Ahead of President Joe Biden’s State of the Union address, House Speaker Kevin McCarthy said he did not want Republicans to misbehave during the speech, telling members “cameras are on” and “the mics are hot.”

Mr McCarthy had tried to pre-empt the president by delivering an address on Monday laying out his terms for debt ceiling negotiations. Save for saying that Social Security and Medicare are “off the table,” after years of conservatives saying they needed to be reformed and made solvent, it was mostly typical Republican fare about fiscal responsibility.

Mr McCarthy’s hopes of GOP civility went up in smoke as soon as Mr Biden mentioned how some Republicans wanted to let Social Security and Medicare sunset, which led to Republicans booing and Representative Marjorie Taylor Greene of Georgia to call the president “a liar.” Later in the evening when the president talked about people dying of fentanynl overdoses, Ms Greene shouted that “it’s coming from China” and Representative Andy Ogles went a step further saying “it’s your fault.” That led Mr McCarthy to deliver a stern shush and a murderous glare.

But regardless of how disappointed Mr McCarthy might be in the fact that his conference couldn’t sit stoically for an hour, he really can’t mete out consequences the way his predecessors once did. That’s because he has made the decision to align himself with the far-right flank of the party.

If Mr McCarthy were to sanction his rowdiest members, they could in turn torpedo his speakership.

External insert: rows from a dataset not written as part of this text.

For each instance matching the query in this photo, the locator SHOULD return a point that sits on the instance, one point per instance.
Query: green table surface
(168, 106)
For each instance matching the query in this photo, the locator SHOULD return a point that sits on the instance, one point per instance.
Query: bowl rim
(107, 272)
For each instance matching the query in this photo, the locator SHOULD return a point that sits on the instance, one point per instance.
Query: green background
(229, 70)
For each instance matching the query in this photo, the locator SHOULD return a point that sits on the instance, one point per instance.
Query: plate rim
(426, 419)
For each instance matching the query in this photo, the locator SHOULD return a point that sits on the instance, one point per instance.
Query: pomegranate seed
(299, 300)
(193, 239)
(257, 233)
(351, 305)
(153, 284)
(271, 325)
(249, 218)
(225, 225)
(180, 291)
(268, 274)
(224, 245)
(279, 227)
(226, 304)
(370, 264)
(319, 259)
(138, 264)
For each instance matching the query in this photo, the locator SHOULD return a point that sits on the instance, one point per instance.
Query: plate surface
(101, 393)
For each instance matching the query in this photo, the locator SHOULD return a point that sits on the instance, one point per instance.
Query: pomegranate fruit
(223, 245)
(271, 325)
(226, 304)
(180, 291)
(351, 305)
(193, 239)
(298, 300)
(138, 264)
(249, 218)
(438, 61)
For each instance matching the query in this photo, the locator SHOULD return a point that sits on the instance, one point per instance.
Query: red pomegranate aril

Jeering has become far more common during joint addresses to Congress, and certainly more so than when the House censured Representative Joe Wilson for yelling “you lie” during Barack Obama’s address in 2009. Those were the nascent days of the Tea Party movement that would fundamentally alter the GOP and create an on-ramp for the House Freedom Caucus and Donald Trump’s presidency.

Since then, backbenchers have learned they can get on cable news and raise gobs of money mostly through making noise rather than policy. Furthermore, Mr McCarthy may furrow his brow, but he has already made the decision that, to earn the speaker’s gavel, he’ll accommodate the loudest voices in the room. He bear-hugged Ms Greene to earn the support from his right flank and made a series of concessions to most of his dissenters.

But the jeers and heckles, combined with Mr Biden answering with a grin and needling them without being too vitriolic, could wind up hurting Republicans when they try to make their case to the American people during any type of negotiations, from the debt limit, to keeping the government open to spending on Ukraine. If the rowdiest voices in the room drown Mr McCarthy out and he doesn’t punish them, they will only grow more ornery.

And it’s not just in the House of Representatives. While Arkansas Governor Sarah Huckabee Sanders said in her rebuttal that “the choice is between normal or crazy,” the former Trump administration press secretary took a page from right-wing firebrands and focused her address on banning terms like “Latinx”. She accused Mr Biden of being captive “to a woke mob that can’t even tell you what a woman is.” Those words may titillate people who consume a diet of Fox and Newsmax, but they hardly appeal to median voters.

But Senate Minority Leader Mitch McConnell can’t laugh too much at Mr McCarthy’s misfortune. The Republican who proposed the Social Security plan Mr Biden criticised was none other than Senator Rick Scott of Florida, who blew the GOP’s chance at flipping the Senate last year as National Republican Senatorial Committee chairman while Mr Biden hammered his plan.